Ethical issues regarding the use of rGH in athletes are currently very relevant. Isolated or in combination with anabolic steroids, rGH is used by many athletes today to increase muscle mass. However, long-term use of rGH in supraphysiological doses in athletes can lead to side effects observed in acromegaly, which in turn reduce physical endurance [54].

Thus, over the past 20 years, a large amount of data has been collected regarding the effectiveness of rGH therapy for various diseases in both children and adults, and there are impressive results in the treatment of rGH in children with some diseases accompanied by growth disorders. However, many treatment questions remain open, and therefore further collection of long-term treatment results is necessary.

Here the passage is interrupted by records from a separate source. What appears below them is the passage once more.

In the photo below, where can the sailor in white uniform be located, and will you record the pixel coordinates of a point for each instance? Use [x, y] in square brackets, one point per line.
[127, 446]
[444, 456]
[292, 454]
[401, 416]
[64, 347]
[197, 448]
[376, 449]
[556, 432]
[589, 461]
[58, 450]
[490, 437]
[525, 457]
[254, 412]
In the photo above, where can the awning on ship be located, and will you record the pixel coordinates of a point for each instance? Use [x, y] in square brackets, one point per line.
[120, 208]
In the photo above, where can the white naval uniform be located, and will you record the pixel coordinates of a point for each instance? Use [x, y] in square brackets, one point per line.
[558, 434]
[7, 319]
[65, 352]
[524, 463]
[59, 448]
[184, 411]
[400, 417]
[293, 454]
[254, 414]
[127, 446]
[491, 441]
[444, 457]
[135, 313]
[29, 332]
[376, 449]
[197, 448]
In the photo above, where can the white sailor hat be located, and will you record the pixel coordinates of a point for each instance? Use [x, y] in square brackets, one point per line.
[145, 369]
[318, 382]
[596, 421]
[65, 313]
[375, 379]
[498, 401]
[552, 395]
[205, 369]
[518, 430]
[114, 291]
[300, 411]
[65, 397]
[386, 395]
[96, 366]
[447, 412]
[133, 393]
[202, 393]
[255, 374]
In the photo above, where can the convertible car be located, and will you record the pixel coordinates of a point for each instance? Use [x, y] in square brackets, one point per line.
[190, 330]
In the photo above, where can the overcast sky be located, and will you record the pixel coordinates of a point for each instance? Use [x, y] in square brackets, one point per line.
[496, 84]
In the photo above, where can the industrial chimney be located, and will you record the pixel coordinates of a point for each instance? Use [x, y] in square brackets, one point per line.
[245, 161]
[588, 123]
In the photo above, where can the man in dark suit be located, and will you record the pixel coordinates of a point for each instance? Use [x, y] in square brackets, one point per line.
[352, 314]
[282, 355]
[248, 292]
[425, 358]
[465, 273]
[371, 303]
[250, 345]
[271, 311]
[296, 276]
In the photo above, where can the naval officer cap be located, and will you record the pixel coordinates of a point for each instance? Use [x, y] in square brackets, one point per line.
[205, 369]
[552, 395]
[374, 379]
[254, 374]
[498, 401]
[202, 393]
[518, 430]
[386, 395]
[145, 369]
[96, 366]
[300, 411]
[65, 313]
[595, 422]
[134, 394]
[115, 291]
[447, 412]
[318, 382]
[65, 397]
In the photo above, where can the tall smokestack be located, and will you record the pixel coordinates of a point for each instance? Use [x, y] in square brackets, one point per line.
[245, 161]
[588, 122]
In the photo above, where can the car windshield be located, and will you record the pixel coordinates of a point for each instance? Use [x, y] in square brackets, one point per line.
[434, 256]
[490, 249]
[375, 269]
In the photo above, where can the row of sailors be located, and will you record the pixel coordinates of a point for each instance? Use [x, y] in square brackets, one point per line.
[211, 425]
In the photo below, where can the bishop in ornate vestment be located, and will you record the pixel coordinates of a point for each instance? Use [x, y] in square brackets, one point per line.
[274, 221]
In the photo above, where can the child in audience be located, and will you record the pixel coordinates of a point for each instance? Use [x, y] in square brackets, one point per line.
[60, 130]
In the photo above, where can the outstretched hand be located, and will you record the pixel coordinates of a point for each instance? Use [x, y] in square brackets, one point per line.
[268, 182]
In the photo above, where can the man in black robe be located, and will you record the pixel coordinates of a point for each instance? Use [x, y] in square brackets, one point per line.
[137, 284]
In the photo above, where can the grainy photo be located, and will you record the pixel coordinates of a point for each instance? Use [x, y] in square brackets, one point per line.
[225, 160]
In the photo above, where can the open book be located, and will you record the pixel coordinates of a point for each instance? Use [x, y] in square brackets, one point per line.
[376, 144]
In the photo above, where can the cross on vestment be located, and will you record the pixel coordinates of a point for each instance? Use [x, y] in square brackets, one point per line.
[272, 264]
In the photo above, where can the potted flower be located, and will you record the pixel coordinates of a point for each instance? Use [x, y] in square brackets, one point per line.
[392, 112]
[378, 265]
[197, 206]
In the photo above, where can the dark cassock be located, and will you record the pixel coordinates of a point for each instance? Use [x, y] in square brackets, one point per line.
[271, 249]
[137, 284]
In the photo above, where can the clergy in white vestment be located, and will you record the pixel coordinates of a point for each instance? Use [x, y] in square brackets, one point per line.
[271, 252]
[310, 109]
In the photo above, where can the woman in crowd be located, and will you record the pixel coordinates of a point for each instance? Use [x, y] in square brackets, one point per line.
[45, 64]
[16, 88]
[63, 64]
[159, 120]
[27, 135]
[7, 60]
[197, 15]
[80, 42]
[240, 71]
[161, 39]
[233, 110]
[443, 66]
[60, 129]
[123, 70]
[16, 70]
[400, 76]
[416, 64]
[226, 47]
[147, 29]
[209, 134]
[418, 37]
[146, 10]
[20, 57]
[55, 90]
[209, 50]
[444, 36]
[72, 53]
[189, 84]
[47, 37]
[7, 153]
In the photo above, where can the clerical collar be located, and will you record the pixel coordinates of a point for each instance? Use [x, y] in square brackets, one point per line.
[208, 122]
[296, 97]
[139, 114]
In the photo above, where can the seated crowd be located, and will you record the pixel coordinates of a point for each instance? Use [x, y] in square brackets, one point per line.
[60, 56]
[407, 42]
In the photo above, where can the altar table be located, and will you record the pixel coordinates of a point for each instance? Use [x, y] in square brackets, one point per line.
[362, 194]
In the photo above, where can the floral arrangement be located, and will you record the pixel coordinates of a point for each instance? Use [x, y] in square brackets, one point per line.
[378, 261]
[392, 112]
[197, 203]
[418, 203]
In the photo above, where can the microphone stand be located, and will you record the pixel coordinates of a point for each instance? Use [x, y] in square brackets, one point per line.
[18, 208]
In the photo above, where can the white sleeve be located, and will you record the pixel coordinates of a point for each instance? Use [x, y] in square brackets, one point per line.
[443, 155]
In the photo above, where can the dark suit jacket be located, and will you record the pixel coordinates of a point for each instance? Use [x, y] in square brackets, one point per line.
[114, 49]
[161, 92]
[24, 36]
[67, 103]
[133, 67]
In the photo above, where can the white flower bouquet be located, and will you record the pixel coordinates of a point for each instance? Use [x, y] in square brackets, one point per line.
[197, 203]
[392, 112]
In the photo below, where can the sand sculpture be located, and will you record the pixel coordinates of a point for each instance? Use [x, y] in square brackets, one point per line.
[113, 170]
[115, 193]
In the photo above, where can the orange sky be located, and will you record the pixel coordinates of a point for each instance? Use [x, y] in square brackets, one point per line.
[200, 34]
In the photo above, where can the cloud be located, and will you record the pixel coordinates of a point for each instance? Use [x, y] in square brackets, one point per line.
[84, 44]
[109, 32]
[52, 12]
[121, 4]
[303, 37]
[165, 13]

Epidemiological studies suggest possible associations between IGF1 concentrations at the upper limit of normal (especially in the setting of reduced IGFBP-3 concentrations) and breast, prostate, colorectal and lung cancer. The difficulty of the assessment lies in the fact that IGF1 and IGFBP-3, which increase during rGH therapy, have a direct opposite effect on growing cells: IGF1 is anti-apoptotic, IGFBP-3 is pro-apoptotic. IGF1 and IGFBP-3 have been shown to have opposite effects on the risk of colorectal cancer. The interpretation of the complex relationships between IGF1, its binding proteins and neoplasia is subject to extensive study. Despite the optimistic data on many thousands of treated patients, the presence of a potential GH–IGF1 link, neoplasia requires careful monitoring of the treatment against the background of mandatory monitoring of IGF1 and IGFBP-3 and subsequent long-term observation of patients receiving rGH.